Tesla’s cash reserves dropped to US$1.2 billion as of December 31 from US$1.9 billion a year earlier, despite a sale of shares last summer.
The company’s cash burn has become a concern for some analysts, given the heavy capital spending it has mapped out. The slower-than-planned launch of the company’s Model X sport utility vehicle during the last quarter added US$67 million in unplanned costs, Tesla said.

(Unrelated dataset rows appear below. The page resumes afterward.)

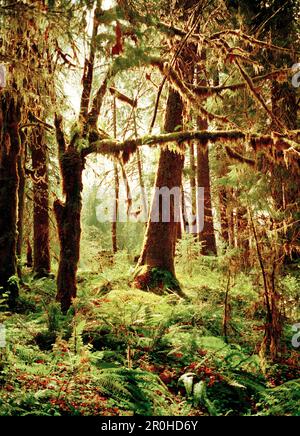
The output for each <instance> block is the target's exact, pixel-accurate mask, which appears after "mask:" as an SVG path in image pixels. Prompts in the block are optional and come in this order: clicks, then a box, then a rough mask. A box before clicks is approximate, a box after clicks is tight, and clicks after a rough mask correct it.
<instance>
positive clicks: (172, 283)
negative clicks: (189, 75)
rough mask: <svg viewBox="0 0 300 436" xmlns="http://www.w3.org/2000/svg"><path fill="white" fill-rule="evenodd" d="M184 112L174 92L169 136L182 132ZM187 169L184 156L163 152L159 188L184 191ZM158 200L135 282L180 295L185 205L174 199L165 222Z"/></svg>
mask: <svg viewBox="0 0 300 436" xmlns="http://www.w3.org/2000/svg"><path fill="white" fill-rule="evenodd" d="M182 112H183V102H182V100H181V97H180V95H179V94H178V93H177V92H176V91H174V90H173V89H170V90H169V96H168V100H167V107H166V115H165V126H164V130H165V131H166V132H174V131H175V129H176V130H178V127H180V126H182ZM183 165H184V156H183V154H180V153H175V152H173V151H170V150H162V151H161V152H160V157H159V163H158V170H157V175H156V181H155V188H156V189H161V188H167V189H168V190H169V191H171V190H172V189H173V188H175V189H176V190H179V191H180V187H181V184H182V183H181V182H182V171H183ZM157 200H158V196H157V195H155V196H154V200H153V202H152V207H151V213H150V218H149V221H148V225H147V229H146V235H145V240H144V246H143V250H142V254H141V257H140V260H139V263H138V270H137V271H139V272H138V274H137V276H136V278H135V285H136V286H137V287H138V288H140V289H143V290H148V289H149V290H155V291H158V290H161V291H163V290H164V289H165V288H166V287H167V288H168V289H172V290H175V291H177V292H180V287H179V284H178V282H177V280H176V278H175V267H174V256H175V246H176V240H177V231H178V220H179V219H180V213H179V214H178V209H180V203H179V205H178V204H176V202H177V203H178V201H179V202H181V200H180V198H177V197H176V195H175V196H173V195H171V196H170V216H169V217H170V219H169V222H163V221H164V220H163V208H164V209H165V208H166V207H167V206H168V204H167V202H165V201H163V200H162V198H161V197H160V198H159V200H158V201H157ZM162 202H163V203H164V204H162ZM158 204H159V205H158ZM157 209H159V210H157ZM156 213H157V217H158V219H157V222H154V219H153V217H154V216H155V215H156ZM178 215H179V216H178ZM140 267H143V268H140Z"/></svg>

“I feel very good about things right now,” Musk said. “The last several months have been quite excruciating.”
Tesla straddles the digital technology and automotive industries, which have been hard hit this year by investors worried that growth is slowing in both sectors. General Motors earlier this month reported record profit, but its shares have fallen 18 per cent this year.

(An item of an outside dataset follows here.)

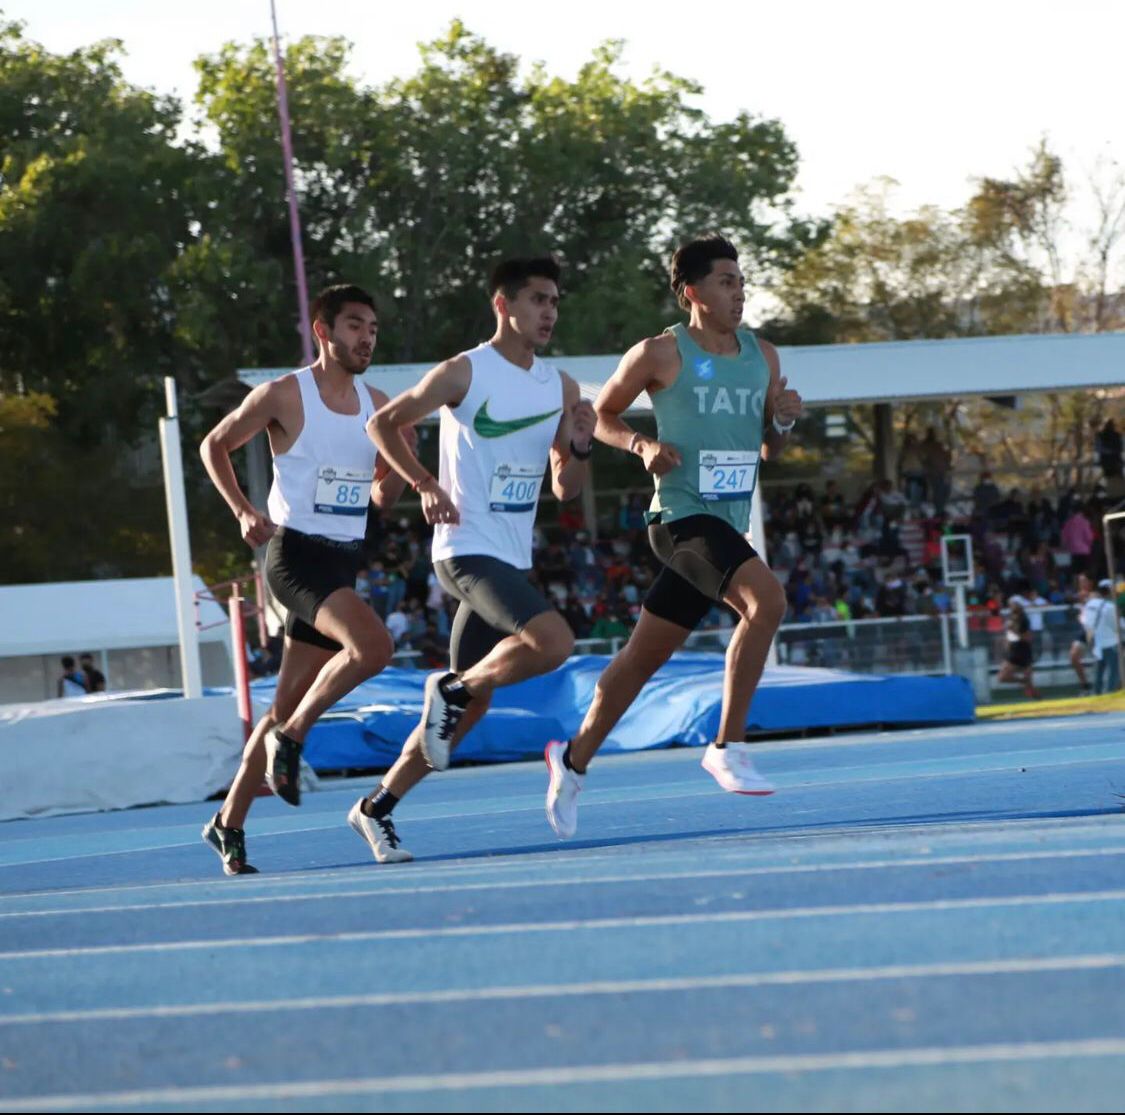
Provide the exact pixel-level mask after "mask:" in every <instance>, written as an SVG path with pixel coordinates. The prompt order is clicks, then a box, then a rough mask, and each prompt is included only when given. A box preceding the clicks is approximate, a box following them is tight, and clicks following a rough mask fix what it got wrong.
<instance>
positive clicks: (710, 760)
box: [702, 744, 774, 797]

Tesla shares rose despite a wider fourth-quarter net loss of US$2.44 a share, compared with a loss of 86 cents a share a year earlier. Tesla reported an adjusted loss of 87 cents per share in the fourth quarter, while analysts expected a profit of 10 cents a share, according to Thomson Reuters.
Deliveries of Model S sedans and Model X SUVs were 17,478 vehicles in the quarter, at the low end of prior forecasts. Revenue rose nearly 27 per cent to US$1.21 billion.
Tesla said it planned to deliver 80,000-90,000 Model S and Model X vehicles in 2016, ahead of Wall Street’s average expectation for about 79,000 vehicles, according to research firm FactSet StreetAccount.
Tesla said its long-promised moderately priced car, the Model 3, would be unveiled on March 31. That car will have a starting price of about US$35,000 before government incentives and subsidies and will launch in 2017, Tesla has said.
By that time, GM has said it will already be selling its Chevrolet Bolt, at a similar price with a range of 322 kilometres (200 miles) between charges. Musk brushed off a comparison with the Bolt.
“It doesn’t seem like we are going to be demand-constrained,” he said.